Il documento, pur non controfirmato dal pontefice, riprende e sistematizza i passi più significativi di altri scritti di Benedetto XVI ed è il documento con cui il papa si presenterà, tra un mese, a Valencia per l’incontro mondiale delle famiglie. E’ il programma del nuovo Pontificato e spiega bene quale sia la vera natura dello scontro e quanto la Chiesa cattolica non sia disposta a cedere su nessun punto.

In gioco non c’è la fede, come qualsiasi credente può confermare, in gioco c’è il potere delle gerarchie, il controllo sulla comunità che passa storicamente attraverso un’idea precisa di società: quella fondata sulla famiglia eterosessuale (il matrimonio) e sul potere maschile. Usare l’accusa di «eclissi di dio» è tanto più inaccettabile perché si serve di una questione teologica per giustificare un fine terreno. Esclusivamente politico.

Non a caso si mettono insieme Pacs, aborto, fecondazione assistita e si attaccano così pesantemente gay e lesbiche (è la prima volta che compare questa parola in un testo vaticano) rei di chiedere gli stessi diritti delle persone eterosessuali. Sono i tasselli che fanno saltare il castello del potere. Sono le questioni su cui oggi si delinea la grande sfida di civiltà, la sfida di uno stato laico: uno stato dove non si afferma una sola verità per legge ma che consente, nel rispetto delle altre e degli altri, di fare le proprie scelte nelle relazioni, nella procreazione, nell’idea che si ha della vita (quando inizia? l’embrione è persona?).

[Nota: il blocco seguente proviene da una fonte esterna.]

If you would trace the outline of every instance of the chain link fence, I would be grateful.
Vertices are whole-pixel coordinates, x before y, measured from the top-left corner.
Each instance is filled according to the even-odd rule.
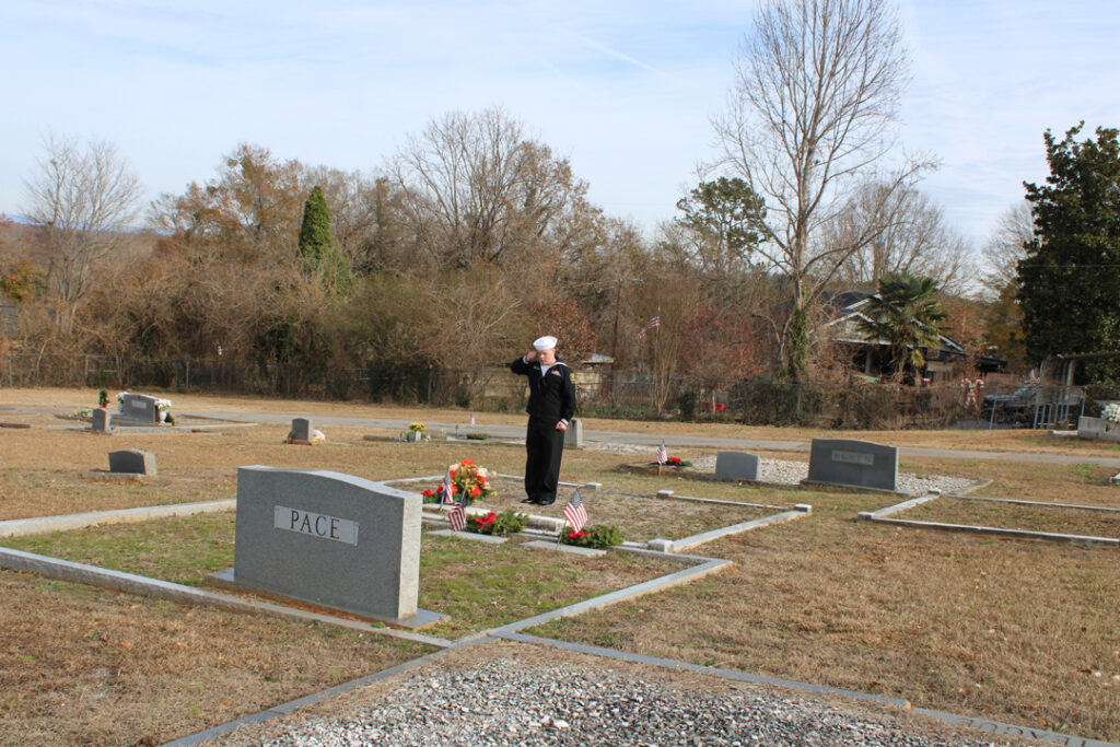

Si potrebbe obiettare che la Chiesa deve necessariamente affermare queste posizioni. Sono intrinseche alla sua ideologia e alla sua istituzione secolare. Ma non è così. Sicuramente non lo è sul fronte dei Pacs. Ma non lo è neanche sul fronte dell’aborto: una cosa è pensare, da cattoliche, che l’embrione è vita e pertanto decidere di non ricorrere all’interruzione di gravidanza; altra cosa è dire che questa idea della vita debba essere obbligatoria per legge. E’ qui che passa il confine tra fede e fondamentalismo. Il primo comitato di bioetica nacque nel 1971 a Washington, alla George Town University, in ambiente cattolico: la sua aspirazione era quella, non di creare o imporre una nuova etica, ma di mediare tra le diverse posizioni in un terreno così delicato come quello della vita, del corpo, della ricerca scientifica.

Oggi la Chiesa, nelle sue alte sfere, la pensa diversamente. La sua non è una scelta dovuta, è una scelta a difesa di se stessa e dell’ordine che meglio la farebbe sopravvivere così come è: una suddivisione di ruoli molto rigida tra l’uomo e la donna. L’attacco al femminismo come fattore che ha contribuito alla crisi, contenuta nello stesso documento, va letto in questo senso.

Le donne dal Novecento fanno disordine, hanno scardinato la costruzione sociale e identitaria su cui si fonda la Chiesa, corrodono il potere costituito, a partire da quello del Vaticano. Sono una minaccia, ma solo per chi vuole mantenere un sistema basato sulla subalternità di un sesso all’altro.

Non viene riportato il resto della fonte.